W głośnym już liście do wiernych, który został odczytany w kościołach archidiecezji 20 lipca, metropolita łódzki zaapelował o zmianę języka w debacie na temat migrantów i uchodźców, zgodnie z nauczaniem Kościoła. „Od kilku tygodni i miesięcy rozpala on (temat migrantów – przyp. red.) publiczną dyskusję, a także działania, które – nierzadko powołując się na chrześcijańskie motywacje – w istocie rzeczy z chrześcijaństwem nie mają wiele wspólnego, godząc także w inicjatywy prawdziwie ewangeliczne, jak np. prowadzone (czy współprowadzone) od czasu wojny w Ukrainie przez kościelną Caritas «Centra pomocy migrantom i uchodźcom». Hejt, strach przed «obcym», stereotypy, nienawiść stają się argumentem ważniejszym niż racje ludzkie i ewangeliczne. Tymczasem katolicka nauka społeczna (na którą tak wielu się powołuje...) wyraźnie stwierdza, że każdy człowiek ma prawo wybrać sobie miejsce do życia; i ma prawo w tym miejscu być uszanowanym w swoich przekonaniach, kulturze, języku i wierze. Chrześcijaństwo nie jest religią plemienną, lecz – jak uczy Sobór – objawieniem «jedności całego rodzaju ludzkiego» (KK 1).

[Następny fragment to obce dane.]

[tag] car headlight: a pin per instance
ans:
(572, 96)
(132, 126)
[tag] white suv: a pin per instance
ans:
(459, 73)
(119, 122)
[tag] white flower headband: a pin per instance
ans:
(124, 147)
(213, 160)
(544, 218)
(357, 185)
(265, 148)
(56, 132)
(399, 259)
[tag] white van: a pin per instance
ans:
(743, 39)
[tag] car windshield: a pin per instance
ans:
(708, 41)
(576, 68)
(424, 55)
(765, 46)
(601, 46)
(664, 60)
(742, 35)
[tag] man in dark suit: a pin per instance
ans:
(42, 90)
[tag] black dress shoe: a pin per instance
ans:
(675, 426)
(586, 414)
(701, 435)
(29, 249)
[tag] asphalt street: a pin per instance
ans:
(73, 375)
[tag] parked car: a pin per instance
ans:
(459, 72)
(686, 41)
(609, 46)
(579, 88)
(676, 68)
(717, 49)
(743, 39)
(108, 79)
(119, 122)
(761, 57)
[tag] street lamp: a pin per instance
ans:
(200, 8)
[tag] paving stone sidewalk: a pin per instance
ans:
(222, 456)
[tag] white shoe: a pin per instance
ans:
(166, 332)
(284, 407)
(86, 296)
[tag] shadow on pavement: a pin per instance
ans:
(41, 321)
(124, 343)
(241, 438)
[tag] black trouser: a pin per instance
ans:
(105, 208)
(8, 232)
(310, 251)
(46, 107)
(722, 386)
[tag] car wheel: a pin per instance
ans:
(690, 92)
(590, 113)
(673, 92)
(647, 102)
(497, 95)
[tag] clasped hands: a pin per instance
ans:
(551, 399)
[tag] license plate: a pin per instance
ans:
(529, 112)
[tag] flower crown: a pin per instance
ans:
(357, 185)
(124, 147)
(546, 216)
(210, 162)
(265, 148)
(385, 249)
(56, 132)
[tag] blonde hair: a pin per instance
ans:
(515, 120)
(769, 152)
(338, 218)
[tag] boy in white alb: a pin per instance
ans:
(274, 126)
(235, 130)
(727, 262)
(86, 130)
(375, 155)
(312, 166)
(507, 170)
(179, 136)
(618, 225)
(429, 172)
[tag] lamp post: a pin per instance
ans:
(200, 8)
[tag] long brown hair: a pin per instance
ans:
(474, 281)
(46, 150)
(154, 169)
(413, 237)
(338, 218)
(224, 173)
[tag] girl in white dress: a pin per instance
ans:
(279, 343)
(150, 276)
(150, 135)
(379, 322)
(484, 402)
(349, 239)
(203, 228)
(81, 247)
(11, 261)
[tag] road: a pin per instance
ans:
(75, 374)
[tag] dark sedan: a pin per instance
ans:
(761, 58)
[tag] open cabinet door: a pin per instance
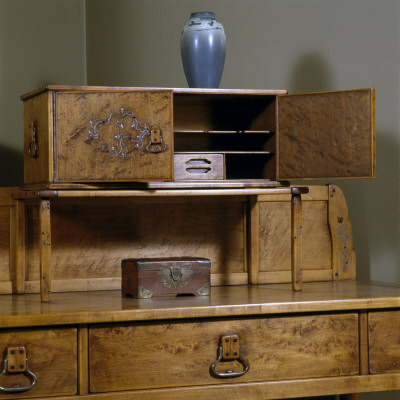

To nie polityka. I to nie wezwanie do jakichkolwiek działań o politycznym charakterze. To prośba: najpierw o nawrócenie języka! Potrzebujemy Jezusowego języka – Jezusowego sposobu wypowiedzi. Proszę, jeśli decydujecie się uczestniczyć w dyskusjach – a już zwłaszcza publicznych – na temat właściwej relacji do uchodźców i migrantów – to chciejcie to czynić w głębokim zjednoczeniu z rzeczywistą nauką Chrystusa i Kościoła. Jeśli zaś nie – to proszę: miejcie odwagę przynajmniej w takich wypadkach zamilknąć i nie dokładać ognia do tak rozpalonej rzeczywistości. Póki co, panujący dyskurs zarówno godzi w przybyszów, jak i przetrąca inicjatywy, motywacje i siły tych, którzy chcą im pomóc. «Pociecho migrantów! Módl się za nami!» (Litania loretańska)”.
Kardynał Grzegorz Ryś zapowiedział powołanie niezależnej komisji ds. zbadania skali wykorzystania seksualnego małoletnich w archidiecezji łódzkiej. Głównym celem komisji jest dotarcie do nieznanych dotąd osób pokrzywdzonych i udzielenie im wsparcia. Red.